Overview of the Copper-Chlorine Cycle

In collaboration with Atomic Energy of Canada Limited, Argonne National Laboratory (USA), and other partners, a UOIT-led team of researchers in Ontario and abroad is developing a new method of producing hydrogen using a copper-chlorine (Cu-Cl) cycle that splits water into hydrogen and oxygen.

The chemical reactions form a closed loop that recycles all chemicals on a continuous basis, without emitting any greenhouse gases to the atmosphere. The Cu-Cl cycle could be eventually linked with Canada's nuclear reactors to achieve significantly higher efficiencies and lower costs of large-scale hydrogen production than any conventional technology. The project involves a multi-disciplinary team of researchers that is developing the key enabling technologies, including spray coatings for advanced materials (University of Toronto), solution chemistry (University of Guelph), control systems and safety (University of Western Ontario) and others.

Advantages

Steam-methane reforming, electrolysis and the sulfur-iodine (S-I) thermochemical cycle are other methods of hydrogen production.

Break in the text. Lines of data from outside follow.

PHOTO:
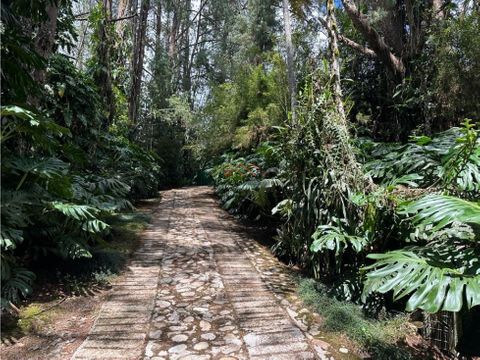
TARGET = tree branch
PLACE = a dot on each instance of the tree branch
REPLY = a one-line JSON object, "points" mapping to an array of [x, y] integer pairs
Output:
{"points": [[376, 42], [363, 49]]}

The main advantages of the copper-chlorine (Cu-Cl) cycle over existing technologies are:

• Higher efficiency, lower costs, lower environmental impact and reduced greenhouse gas emissions;
• More than a one-third improvement in efficiency over electrolysis, excluding additional gains by utilizing "waste heat";
• Much lower temperatures than other thermochemical cycles, thereby reducing material and maintenance costs; and
• Utilizes low-grade waste heat available from sources like power plants, thereby improving cycle and power plant efficiency.

Impacts

This project is having a significant impact on UOIT, partners and the Province of Ontario. The innovative vision of nuclear-based hydrogen production in Ontario has ignited the imagination and attention of the general public through media coverage in regional and national news articles about such things as future trains that are fueled by nuclear-produced hydrogen. New technology is being developed to recover waste heat from power plants for hydrogen and electricity production. Equipment scale-up of the Cu-Cl processes is demonstrating the commercial viability of thermochemical hydrogen production on a large scale. Furthermore, through training of highly qualified personnel such as master's and doctoral students, the project is providing significant benefits to the training of future leaders in the energy sector.